- mar, 02/05/2017 - 00:54
Est-ce au nom de l’ouverture politique? D’importants fiefs électoraux de Kabila paraissent avoir été laissés-pour-compte…
L’article 90, al. 3 de la Constitution de la République dispose: «La composition du Gouvernement tient compte de la représentativité nationale». N’est-ce point le souci de respect scrupuleux de ce texte qui explique, à chaque échéance, les va-et-vient des projets de liste gouvernementale, le Chef de l’Etat en appelant à chaque étape à la responsabilité assidue de son entourage? Quand l’instruction présidentielle insiste sur l’équité, une étude sur la géopolitique réalisée par l’une de nos plus fines administrations, à la demande du Président de la République, fait ressortir de très graves incohérences dans la formation de l’équipe Badibanga. Province sans ministre; provinces électrices et territoires fortement électeurs de Kabila laissés-pour-compte; provinces et territoires sureprésentés sans aucune justification. Castes et clientélisme établis à ce point et, à ce niveau, que le Chef de l’Etat n’aurait pas réussi à contenir une bien sainte colère.

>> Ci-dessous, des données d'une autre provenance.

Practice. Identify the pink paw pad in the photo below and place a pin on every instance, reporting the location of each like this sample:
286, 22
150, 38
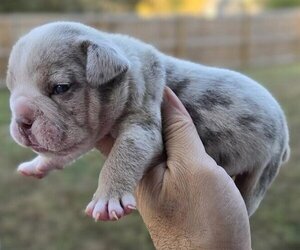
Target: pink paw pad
112, 209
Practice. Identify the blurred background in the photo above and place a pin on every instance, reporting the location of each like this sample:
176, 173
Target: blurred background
259, 38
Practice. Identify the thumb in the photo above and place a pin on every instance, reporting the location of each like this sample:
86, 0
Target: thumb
182, 141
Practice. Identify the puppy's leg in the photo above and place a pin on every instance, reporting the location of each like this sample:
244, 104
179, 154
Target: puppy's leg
134, 150
254, 185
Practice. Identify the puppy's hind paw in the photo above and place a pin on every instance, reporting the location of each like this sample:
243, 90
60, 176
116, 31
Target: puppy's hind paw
110, 209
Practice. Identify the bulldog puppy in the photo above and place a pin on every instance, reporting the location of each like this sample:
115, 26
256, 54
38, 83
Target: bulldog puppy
72, 85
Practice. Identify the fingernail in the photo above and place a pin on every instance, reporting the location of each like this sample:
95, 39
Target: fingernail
131, 207
171, 99
114, 215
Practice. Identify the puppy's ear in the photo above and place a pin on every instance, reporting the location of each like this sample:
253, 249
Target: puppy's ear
104, 62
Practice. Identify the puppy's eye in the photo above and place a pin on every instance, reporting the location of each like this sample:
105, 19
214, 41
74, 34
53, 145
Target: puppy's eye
60, 88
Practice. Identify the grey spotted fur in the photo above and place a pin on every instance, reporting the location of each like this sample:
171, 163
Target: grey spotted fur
241, 125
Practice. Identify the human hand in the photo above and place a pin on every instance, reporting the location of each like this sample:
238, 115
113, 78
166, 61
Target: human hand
189, 202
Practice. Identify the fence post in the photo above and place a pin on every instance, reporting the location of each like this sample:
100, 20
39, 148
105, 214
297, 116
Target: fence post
245, 38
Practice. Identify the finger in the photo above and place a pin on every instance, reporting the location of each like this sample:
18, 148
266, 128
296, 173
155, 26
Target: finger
181, 137
149, 188
105, 145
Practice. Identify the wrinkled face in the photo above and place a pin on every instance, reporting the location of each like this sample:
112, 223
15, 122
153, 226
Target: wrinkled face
55, 110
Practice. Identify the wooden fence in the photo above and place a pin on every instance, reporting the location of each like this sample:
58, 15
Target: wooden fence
234, 42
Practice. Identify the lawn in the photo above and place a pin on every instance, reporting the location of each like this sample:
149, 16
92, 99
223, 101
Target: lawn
48, 214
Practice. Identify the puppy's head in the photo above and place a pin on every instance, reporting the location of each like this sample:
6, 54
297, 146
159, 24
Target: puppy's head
55, 74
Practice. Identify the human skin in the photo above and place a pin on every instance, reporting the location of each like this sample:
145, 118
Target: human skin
188, 201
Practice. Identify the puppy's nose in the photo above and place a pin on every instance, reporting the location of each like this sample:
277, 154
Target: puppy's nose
24, 123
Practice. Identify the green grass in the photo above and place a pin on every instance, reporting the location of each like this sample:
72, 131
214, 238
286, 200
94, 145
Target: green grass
48, 214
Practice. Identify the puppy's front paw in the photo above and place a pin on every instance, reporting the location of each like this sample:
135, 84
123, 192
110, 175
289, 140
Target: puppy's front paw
39, 167
112, 208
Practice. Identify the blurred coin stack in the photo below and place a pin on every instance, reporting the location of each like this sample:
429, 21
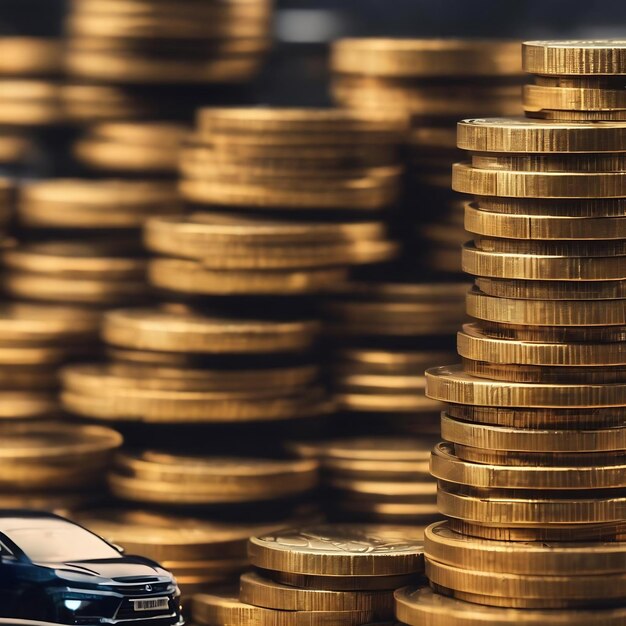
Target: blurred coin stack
532, 472
138, 68
54, 466
376, 478
340, 575
30, 106
385, 335
430, 83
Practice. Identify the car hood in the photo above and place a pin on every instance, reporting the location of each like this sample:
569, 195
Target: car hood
114, 569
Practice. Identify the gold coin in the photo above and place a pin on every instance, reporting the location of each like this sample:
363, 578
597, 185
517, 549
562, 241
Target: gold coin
192, 407
501, 507
613, 532
359, 194
286, 120
576, 116
519, 184
572, 163
539, 97
540, 418
444, 465
95, 203
445, 546
522, 135
515, 603
30, 56
576, 207
580, 58
153, 329
544, 374
86, 377
450, 384
503, 438
475, 345
552, 290
546, 312
338, 550
341, 583
264, 592
418, 606
173, 479
421, 58
539, 227
506, 585
185, 276
227, 609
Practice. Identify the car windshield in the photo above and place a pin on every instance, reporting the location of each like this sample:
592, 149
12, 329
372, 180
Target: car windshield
58, 544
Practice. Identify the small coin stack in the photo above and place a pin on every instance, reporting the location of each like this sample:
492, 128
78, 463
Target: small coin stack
54, 466
340, 575
532, 473
29, 97
375, 479
431, 82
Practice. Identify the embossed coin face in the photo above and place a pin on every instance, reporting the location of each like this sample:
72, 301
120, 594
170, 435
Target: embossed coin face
339, 550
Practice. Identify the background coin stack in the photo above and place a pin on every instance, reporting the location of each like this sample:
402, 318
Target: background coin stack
30, 107
54, 466
138, 69
318, 575
532, 471
375, 479
430, 83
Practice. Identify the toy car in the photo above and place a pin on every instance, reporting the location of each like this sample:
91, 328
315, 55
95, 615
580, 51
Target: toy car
54, 570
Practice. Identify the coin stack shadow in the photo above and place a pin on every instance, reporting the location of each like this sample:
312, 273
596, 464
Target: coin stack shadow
380, 479
30, 106
207, 385
137, 71
430, 83
531, 473
343, 575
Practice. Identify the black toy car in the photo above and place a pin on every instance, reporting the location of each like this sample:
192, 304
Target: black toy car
54, 570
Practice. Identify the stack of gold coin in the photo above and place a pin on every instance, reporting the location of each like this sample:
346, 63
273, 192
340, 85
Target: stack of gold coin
213, 254
131, 149
431, 83
54, 465
575, 81
200, 553
29, 96
295, 161
342, 575
376, 479
532, 470
166, 41
385, 336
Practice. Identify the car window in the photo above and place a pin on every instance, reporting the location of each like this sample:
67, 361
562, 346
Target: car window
61, 543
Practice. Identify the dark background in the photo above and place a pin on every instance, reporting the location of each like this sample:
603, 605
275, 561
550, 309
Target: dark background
296, 73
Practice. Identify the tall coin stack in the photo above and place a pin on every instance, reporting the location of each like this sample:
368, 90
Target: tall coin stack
532, 473
430, 83
30, 104
342, 575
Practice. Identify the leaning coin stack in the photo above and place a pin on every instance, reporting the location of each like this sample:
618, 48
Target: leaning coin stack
343, 575
54, 466
385, 335
29, 97
375, 479
532, 473
431, 83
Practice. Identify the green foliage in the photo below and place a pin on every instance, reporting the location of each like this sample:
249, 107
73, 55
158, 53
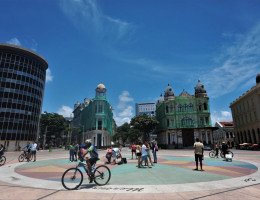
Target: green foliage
145, 124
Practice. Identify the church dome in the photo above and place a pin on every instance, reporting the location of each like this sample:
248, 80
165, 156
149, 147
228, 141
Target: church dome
101, 86
199, 89
257, 78
168, 93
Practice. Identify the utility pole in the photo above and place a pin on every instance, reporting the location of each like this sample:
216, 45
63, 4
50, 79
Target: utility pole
44, 136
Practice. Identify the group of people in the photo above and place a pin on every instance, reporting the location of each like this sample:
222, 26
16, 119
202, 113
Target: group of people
73, 152
113, 154
199, 152
142, 153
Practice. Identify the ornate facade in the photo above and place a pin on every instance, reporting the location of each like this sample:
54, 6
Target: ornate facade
246, 115
183, 118
95, 117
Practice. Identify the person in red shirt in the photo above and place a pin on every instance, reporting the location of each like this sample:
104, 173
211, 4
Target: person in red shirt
133, 149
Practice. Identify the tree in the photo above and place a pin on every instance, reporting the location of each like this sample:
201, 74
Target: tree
145, 124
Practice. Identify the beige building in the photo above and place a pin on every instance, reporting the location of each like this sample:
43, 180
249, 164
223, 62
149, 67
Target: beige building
246, 115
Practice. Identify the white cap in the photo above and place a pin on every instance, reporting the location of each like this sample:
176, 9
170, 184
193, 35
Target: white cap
88, 141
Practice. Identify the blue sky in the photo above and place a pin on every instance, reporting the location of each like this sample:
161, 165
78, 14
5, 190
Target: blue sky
137, 47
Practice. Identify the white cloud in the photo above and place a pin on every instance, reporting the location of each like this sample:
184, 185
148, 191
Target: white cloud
66, 111
88, 16
240, 63
219, 116
49, 76
14, 41
124, 110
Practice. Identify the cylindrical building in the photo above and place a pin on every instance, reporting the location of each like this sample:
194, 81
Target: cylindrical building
22, 81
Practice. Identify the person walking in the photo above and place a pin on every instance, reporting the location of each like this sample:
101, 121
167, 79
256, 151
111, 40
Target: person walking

Si le système politique congolais est basé sur le principe de la majorité parlementaire qui a gagné les élections et qui gouverne et la minorité qui constitue l’opposition et est mise à l’écart des affaires de l’Etat, l’article 90, al. 3 de la Constitution de la République instaure, dans tous les cas de figure, un Exécutif national qui «tient compte» (dans sa composition) «de la représentativité nationale». Ce qui signifie à tout le moins respect des équilibres sociologiques ou géo-politiques dans les parties triomphantes ou victorieuses. Cela va de soi... En clair, l’équité dans la répartition des portefeuilles ministériels.
Quand il s’agit d’une équipe de crise, tout est dans le savant art du dosage. Si la politique n’est jamais mathématique, ne réussissent que ceux qui savent faire montre de doigté. Comment opérer les bons choix est la grande énigme sauf à se précipiter au fond du gouffre.
Cela explique qu’à chaque échéance, on assiste à des va-et-vient des projets de liste, une sorte de ping-pong entre partis et regroupements politiques et la Primature, entre celle-ci et le Chef de l’Etat.
CONSTAT, ACCABLANT.
Si le Président de la République au titre de garant de la Nation (selon la lettre et l’esprit de l’art. 69 de la Constitution) appelle à la responsabilité assidue de son entourage, à l’arrivée, le résultat est souvent mitigé, à en croire une étude sur les origines sociologiques des 68 membres du Gouvernement du Premier ministre sortant Samy Badibanga Ntita.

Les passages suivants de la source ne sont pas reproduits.